Les doigts noués dans leurs acharnements désespérés, trouvent la virtuosité divine qui les constitues et laissent s’échapper les notes cristallines qui en même temps quelles se créent et éclatent de toutes leurs sublimes magnificences, détruisent la toile qui les composent dans la panorama qui se réduit.

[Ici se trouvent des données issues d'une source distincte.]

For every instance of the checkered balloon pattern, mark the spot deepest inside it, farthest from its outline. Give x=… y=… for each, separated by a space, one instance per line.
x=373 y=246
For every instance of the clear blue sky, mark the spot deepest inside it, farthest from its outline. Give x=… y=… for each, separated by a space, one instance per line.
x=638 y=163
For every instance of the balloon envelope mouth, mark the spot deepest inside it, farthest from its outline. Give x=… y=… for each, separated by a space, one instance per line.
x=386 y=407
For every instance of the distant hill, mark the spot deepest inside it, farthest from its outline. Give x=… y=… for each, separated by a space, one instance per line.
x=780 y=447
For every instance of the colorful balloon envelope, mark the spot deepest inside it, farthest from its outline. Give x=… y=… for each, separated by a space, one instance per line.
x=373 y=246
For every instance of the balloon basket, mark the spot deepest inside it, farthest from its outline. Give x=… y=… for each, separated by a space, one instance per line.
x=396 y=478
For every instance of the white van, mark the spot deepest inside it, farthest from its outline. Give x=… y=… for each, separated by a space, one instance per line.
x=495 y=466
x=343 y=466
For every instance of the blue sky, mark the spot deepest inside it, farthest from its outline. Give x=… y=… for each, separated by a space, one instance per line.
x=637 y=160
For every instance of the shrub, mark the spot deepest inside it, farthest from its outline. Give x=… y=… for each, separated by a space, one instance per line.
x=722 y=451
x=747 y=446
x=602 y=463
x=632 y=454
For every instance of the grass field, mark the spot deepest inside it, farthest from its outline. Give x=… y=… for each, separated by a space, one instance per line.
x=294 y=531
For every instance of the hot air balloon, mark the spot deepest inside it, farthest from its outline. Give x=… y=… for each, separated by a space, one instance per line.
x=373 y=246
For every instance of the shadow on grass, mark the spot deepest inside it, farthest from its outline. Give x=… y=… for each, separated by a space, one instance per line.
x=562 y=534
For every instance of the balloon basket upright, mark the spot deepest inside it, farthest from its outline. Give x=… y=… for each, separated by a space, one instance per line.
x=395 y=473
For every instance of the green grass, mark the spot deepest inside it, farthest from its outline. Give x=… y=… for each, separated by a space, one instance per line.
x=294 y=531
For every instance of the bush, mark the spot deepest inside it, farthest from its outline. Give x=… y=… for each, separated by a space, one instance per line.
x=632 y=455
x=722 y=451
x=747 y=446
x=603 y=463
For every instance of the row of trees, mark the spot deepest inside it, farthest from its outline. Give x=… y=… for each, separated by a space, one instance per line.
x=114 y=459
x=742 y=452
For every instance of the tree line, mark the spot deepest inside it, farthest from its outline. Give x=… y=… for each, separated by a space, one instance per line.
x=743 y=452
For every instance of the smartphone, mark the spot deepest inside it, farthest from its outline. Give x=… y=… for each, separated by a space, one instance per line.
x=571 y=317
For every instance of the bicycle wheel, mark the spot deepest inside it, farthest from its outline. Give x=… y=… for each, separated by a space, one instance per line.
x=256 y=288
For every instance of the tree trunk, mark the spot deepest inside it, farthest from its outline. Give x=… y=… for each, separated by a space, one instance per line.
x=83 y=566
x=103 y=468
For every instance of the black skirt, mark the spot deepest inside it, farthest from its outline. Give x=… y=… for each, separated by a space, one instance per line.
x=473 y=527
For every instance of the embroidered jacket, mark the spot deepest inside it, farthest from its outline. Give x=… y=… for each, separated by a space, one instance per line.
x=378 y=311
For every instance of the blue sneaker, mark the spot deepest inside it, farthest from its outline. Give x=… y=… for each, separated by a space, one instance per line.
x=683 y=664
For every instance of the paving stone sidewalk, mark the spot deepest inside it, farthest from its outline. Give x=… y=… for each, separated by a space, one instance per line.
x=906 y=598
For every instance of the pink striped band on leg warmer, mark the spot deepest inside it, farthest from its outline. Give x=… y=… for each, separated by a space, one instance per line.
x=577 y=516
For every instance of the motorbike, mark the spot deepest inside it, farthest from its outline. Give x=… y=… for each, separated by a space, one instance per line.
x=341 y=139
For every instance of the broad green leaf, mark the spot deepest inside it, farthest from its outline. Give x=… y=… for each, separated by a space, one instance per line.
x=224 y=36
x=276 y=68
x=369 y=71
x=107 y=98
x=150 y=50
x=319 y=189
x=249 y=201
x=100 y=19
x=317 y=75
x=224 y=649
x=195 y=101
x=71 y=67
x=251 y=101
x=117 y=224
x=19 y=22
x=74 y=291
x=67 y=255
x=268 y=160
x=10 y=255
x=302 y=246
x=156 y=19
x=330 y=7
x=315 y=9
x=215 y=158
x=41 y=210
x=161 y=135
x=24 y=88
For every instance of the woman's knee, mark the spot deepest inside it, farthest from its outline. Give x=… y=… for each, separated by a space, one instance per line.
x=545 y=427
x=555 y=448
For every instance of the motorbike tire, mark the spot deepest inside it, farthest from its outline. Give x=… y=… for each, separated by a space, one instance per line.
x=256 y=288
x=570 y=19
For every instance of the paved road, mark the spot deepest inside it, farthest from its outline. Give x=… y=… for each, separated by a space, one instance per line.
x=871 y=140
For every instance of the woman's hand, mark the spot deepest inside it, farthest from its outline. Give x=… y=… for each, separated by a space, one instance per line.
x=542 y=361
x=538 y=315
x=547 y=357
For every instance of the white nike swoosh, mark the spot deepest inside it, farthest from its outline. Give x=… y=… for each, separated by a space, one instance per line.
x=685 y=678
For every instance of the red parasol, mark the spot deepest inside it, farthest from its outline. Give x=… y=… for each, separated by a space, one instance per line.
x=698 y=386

 L’œuvre est là, dans la construction de la beauté qui naît sous la fluidité câline de l’outil qui l’anéantit.

 Mais tout est beau, le mouvement qui créé celui qui détruit, l’âme qui se réduit en copeaux dans la sculpture qui grandis et s’attaque même à nos raisons, lorsque le cœur las de soumission se laisse aller à la confusion.

Dans le trouble de l’émotion analgésique, celle que provoque l’hébétude narcotique, lorsque le corps mou n’est plus de nous qu’une enveloppe théorique.

 L’œil se retire alors, dans la fixité d’un regard que l’on dis perdu au lointain, sous l’hypnotisant balancier du rabot régulier.

 Le rêve chloroforme de sa main recouverte d’un voile léthargique la conscience, et l’esprit englué dans son apathie ne perçoit plus qu’à peine les modifications subtiles du grignotage infime.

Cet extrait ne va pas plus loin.